Functions and Expressions

Reading Assignments

Intro to Functions

  • Three components of a function:
    • body (= the lines of code with in braces)
    • arguments (= inputs of your function)
    • environment \(\Rightarrow\) Global Environment vs Execution Environment

Example 10.2.1

# future value function with default arguments
FV = function(pv = 100, r = 0.01, n = 1) {
  fv = pv * (1 + r)^n
  fv
}

# Execution
FV()
#> [1] 101

pv=200
FV(pv)
#> [1] 202

Expressions

Simple Expression vs Compound Expression

  • Simple expression are written with no braces (normally in one single line!).

Simple Expression Examples:

# Every line below is a simple expression

deposit = 1000 
deposit
#> [1] 1000
rate = 0.02 
rate
#> [1] 0.02
year = 3 
year
#> [1] 3
  • Compound expressions consist of simple expressions separated by newlines (or semicolons), and most importantly, grouped within braces.

Compound Expression Examples:

{
  deposit = 1000
  deposit
  rate = 0.02
  rate
  year = 3
  year
}
#> [1] 3
# Equivalently, 
{
  deposit = 1000; deposit; rate = 0.02; rate; year = 3; year
}
#> [1] 3

When to use compound expression?

Compound expression is typically used together with other programming structures (e.g. functions, conditionals, loops).

Example:

FV = function(pv = 100, r = 0.01, n = 1) {
  fv = pv * (1 + r)^n
  fv
}
calc_powers = function(x) {
  zero = x ^ 0
  one = x ^ 1
  two = x ^ 2
  three = x ^ 3
  c(zero, one, two, three)
}

How compound expression is run?

  • R runs everything inside of the compound expression as a single block of code.
  • Every expression in R has a value: the value of the last evaluated statement.
x <- {
  deposit = 1000
  deposit
  rate = 0.02
  rate
  year = 3
  year
}

x
#> [1] 3

Example: A function with compound expressions

calc_powers = function(x) {
  zero = x ^ 0
  one = x ^ 1
  two = x ^ 2
  three = x ^ 3
  c(zero, one, two, three)
  # OR, return(c(zero, one, two, three))
}
calc_powers(5)
#> [1]   1   5  25 125

The value of a function can be established in two ways:

  • As the last evaluated simple expression (in the body of the function)
  • An explicitly returned value via return()

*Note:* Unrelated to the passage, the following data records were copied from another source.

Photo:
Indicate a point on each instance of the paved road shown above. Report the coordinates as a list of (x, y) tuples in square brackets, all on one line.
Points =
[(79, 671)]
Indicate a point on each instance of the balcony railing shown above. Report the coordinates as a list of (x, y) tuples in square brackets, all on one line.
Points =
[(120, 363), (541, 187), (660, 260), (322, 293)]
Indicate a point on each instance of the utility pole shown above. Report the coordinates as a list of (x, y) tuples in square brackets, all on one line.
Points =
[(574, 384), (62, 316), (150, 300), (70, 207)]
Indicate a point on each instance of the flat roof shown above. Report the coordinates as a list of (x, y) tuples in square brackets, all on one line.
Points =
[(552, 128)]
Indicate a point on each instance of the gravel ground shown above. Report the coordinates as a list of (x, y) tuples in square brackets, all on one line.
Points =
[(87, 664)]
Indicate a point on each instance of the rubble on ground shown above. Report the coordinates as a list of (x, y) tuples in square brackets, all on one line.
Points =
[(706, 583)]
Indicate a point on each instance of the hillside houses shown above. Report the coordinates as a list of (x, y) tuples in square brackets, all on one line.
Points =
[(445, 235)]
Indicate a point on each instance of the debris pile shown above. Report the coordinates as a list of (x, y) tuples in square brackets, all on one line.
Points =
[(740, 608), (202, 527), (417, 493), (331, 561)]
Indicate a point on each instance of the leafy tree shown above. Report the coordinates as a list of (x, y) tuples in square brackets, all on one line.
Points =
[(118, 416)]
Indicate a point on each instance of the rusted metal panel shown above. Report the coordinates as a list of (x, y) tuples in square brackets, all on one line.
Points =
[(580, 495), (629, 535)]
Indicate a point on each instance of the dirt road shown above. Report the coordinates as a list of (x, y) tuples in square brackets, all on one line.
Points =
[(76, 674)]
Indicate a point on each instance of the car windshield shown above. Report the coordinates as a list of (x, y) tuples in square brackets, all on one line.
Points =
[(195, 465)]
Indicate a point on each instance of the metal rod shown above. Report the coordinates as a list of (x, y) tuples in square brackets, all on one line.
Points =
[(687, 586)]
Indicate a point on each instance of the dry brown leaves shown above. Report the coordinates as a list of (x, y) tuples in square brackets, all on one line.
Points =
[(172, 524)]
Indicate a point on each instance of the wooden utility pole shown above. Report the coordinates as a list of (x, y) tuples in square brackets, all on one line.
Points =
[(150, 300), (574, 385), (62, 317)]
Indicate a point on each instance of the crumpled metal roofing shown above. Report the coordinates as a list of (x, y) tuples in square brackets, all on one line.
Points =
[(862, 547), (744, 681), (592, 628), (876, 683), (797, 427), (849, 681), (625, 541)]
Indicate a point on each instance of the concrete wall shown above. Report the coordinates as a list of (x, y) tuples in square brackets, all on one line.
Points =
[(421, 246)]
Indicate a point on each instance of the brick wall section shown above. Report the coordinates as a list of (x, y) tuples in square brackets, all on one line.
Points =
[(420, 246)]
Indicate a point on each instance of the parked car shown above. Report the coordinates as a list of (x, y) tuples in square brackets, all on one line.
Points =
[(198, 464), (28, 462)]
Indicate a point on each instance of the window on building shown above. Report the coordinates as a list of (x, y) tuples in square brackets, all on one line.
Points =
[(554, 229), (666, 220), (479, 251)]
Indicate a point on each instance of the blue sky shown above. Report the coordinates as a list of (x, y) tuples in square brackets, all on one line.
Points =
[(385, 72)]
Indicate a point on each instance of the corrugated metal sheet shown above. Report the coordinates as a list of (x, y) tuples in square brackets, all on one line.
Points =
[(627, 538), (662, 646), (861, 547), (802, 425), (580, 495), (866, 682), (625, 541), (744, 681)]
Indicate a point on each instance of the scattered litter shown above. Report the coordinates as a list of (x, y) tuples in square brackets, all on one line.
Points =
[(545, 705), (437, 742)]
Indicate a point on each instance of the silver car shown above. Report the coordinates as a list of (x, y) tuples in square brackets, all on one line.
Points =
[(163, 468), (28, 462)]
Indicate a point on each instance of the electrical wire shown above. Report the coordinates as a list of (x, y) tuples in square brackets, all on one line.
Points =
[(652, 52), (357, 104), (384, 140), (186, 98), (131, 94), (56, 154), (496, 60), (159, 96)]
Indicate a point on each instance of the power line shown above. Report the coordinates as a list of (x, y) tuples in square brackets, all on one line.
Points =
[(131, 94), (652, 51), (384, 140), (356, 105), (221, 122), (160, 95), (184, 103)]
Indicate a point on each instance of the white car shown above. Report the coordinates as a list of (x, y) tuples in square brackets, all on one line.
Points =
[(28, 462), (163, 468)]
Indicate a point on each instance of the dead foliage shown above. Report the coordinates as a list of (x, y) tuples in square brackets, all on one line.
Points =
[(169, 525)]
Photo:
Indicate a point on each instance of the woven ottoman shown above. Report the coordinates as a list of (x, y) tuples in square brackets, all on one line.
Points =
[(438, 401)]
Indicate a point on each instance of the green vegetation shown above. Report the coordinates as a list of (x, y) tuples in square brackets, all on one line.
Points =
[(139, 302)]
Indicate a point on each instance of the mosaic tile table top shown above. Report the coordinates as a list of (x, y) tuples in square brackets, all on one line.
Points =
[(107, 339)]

Guess the output of the following codes:

RESULT <- calc_powers(5)
RESULT

zero
one
two
three

Results

RESULT <- calc_powers(5)
RESULT
#> [1]   1   5  25 125

zero # Function's local variables cannot be accessed by the global environment
#> Error in eval(expr, envir, enclos): object 'zero' not found
one # local variable
#> Error in eval(expr, envir, enclos): object 'one' not found
two  # local variable
#> Error in eval(expr, envir, enclos): object 'two' not found
three  # local variable
#> Error in eval(expr, envir, enclos): object 'three' not found

Revisit Example 10.2.1

# title: future value function
# description: computes future value using compounding interest
# inputs:
# - present: amount for present value
# - rate: annual rate of return (in decimal)
# - years: number of years
# output:
# - computed future value


# future value function with default arguments
FV = function(pv = 100, r = 0.01, n = 1) {
  fv = pv * (1 + r)^n
  return(fv) # It's recommended to use return()
}
# Execution
FV() # Default Execution using pv = 100, r = 0.01, n = 1
#> [1] 101


pv=200
FV(pv) # pv = 200, r = 0.01, n = 1
#> [1] 202
  • Steps to write a function:
    • Step 1: Start with a concrete example
    • Step 2: Make your code more generalizable
    • Step 3: Encapsulate the code into a function
    • Step 4: Test that the function works

The more complicated the function you write, the more crucial it is to follow the steps.